WHAT CAN PARENTS DO TO HELP
It may sound like a cliché, but the best thing a parent can do is support your child. In swimming, what can be supported is their commitment to practice, to competition and most important, to their own personal goals.
Support their efforts. Your child will work hard, but will often meet with setbacks. It is important that they remember that work always pays off. Often times, in the middle of a season, a swimmer will have a great swim and people will say, “Where did that come from?” It came from persevering through the last season’s setbacks.
WHAT IS EXPECTED OF THE PARENTS
- Support your child and the program with a positive attitude.
- Help your child honor his or her practice and competition commitment.
- Service hours can be accomplished by: working at swim meets, timing, meet hospitality, Booster Club, help with parties, fundraising etc.
- Help your child establish and honor priorities. (school & swimming)
- Keep informed of our team activities.
- Make sure you regularly check the team's website or bulletin boards at the pool.
- Talk to your child' coach when you have questions anout the program or your child's progress.
PARENTS ROLE IN COMPETITIVE SWIM
Swimming is a sport that requires tremendous parental support.

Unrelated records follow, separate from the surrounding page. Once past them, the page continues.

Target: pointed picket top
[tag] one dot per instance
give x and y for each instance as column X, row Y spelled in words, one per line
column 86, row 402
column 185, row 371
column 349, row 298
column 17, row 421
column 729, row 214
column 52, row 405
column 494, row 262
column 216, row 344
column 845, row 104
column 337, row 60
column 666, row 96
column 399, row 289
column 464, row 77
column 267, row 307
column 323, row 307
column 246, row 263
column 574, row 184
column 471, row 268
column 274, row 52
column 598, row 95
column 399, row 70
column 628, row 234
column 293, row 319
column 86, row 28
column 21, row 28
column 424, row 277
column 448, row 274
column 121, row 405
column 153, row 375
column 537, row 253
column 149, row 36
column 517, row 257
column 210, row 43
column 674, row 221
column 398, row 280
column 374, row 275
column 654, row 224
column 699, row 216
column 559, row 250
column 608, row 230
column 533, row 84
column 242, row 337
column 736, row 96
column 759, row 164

As your swimmer grows and develops, he or she will spend from one to six hours a day at the pool.
Often the role of the coach is exaggerated. Parents must remember that they are the most important influence in their children’s lives. Since this parenting role is so important, its influence on swimming is most important.
The role of the parent must be a support role -- not only in the tremendous logistical support that is necessary (feeding, transporting, supplying, affording, etc.) but the psychological and spiritual support of acceptance.
Very often young swimmers make a critical mistake. They equate (usually subconsciously) their self-worth as human beings with their competitive success. When that attitude is present in their parents, it is easily be transferred to the swimmer and harm the child’s competitive success.
Obviously, this is a very unhealthy situation, and ironically, the parents who are the most interested in their children’s swimming success are the most vulnerable to fall victim to this. The challenge is to channel your parenting energies in the proper direction.
Most people find it quite easy to deal with success. That is something everyone enjoys. The problem comes when that success is not enjoyed. When a person’s best effort is treated as, “That is what we expected” or “OK, you improved five seconds, now improve more” there is nothing there for the child to enjoy. Success must be enjoyable and it must be enjoyable to parents and swimmers alike. Leave the goal setting to the swimmers and coaches.
Many difficulties arise in dealing with failures. First, failures must be put in perspective. An age group swimmer may swim five events per day. If a major league baseball player gets a hit, any hit, two out of five times at bat he will win the league batting championship with a .400 average! If a professional quarterback connects on fifty percent of his passes, he will be offered a multi-million dollar contract. Setting standards for a young age group swimming higher than a professional athlete is unreasonable.
Punishing a temporary setback does other harm as well. It puts tremendous pressure on a child, and this only increases anxiety and the frequency of sub-standard performances. People perform better when relaxed and not under any external pressure.
The toughest job a parent has, then, is to relieve pressure on their child, not to increase it. This is where parental acceptance is so important. After a child turns in what he or she view as a substandard performance, there is no need to remind him or her of it. The swimmer already knows it. Swimmers tend to punish themselves for it and their own self-worth often deteriorates badly. It is at this time that the parent must have something affirming to say.
There has to be something good in a race: a start, a turn, pacing, and stroke improvements. Even in the worst race, merely persevering through an obviously substandard performance is worth praising.
It is this type of parental acceptance and nurturing that builds a “tough” swimmer. To race well, the swimmer must be willing to take risks. To set a world record, win an Olympic medal, or simply achieve a personal best time, the swimmer must take risks. He or she must risk new, sometimes-unfamiliar stroke patterns or breathing sequences. If the price of failure outweighs the enjoyment of success, there is little chance the child will be willing to take the risks necessary to become successful.
How can the parent, already involved with a child’s sport, best channel his or her energies? It has already been stated that it is the coach’s job to coach and correct, while it is the parent’s role to support and accept, but the parents need some constructive role. The support role is suggested and recommended.
Guy D. Barnicoat of Mission Viejo, California, was the National Age-Group Swimming Chairman. He is father to two nationally ranked swimmers and his advice to parents at a national A.A.U. Convention was, “Get involved behind the scenes. Get involved in any of the support roles in swimming.”
This was some of the soundest advice offered, channel that energy into officiating, working the entry table or Booster Club representation.
Let the coaches coach
Let your swimmers swim
Enjoy their athletic career and help out behind the scenes!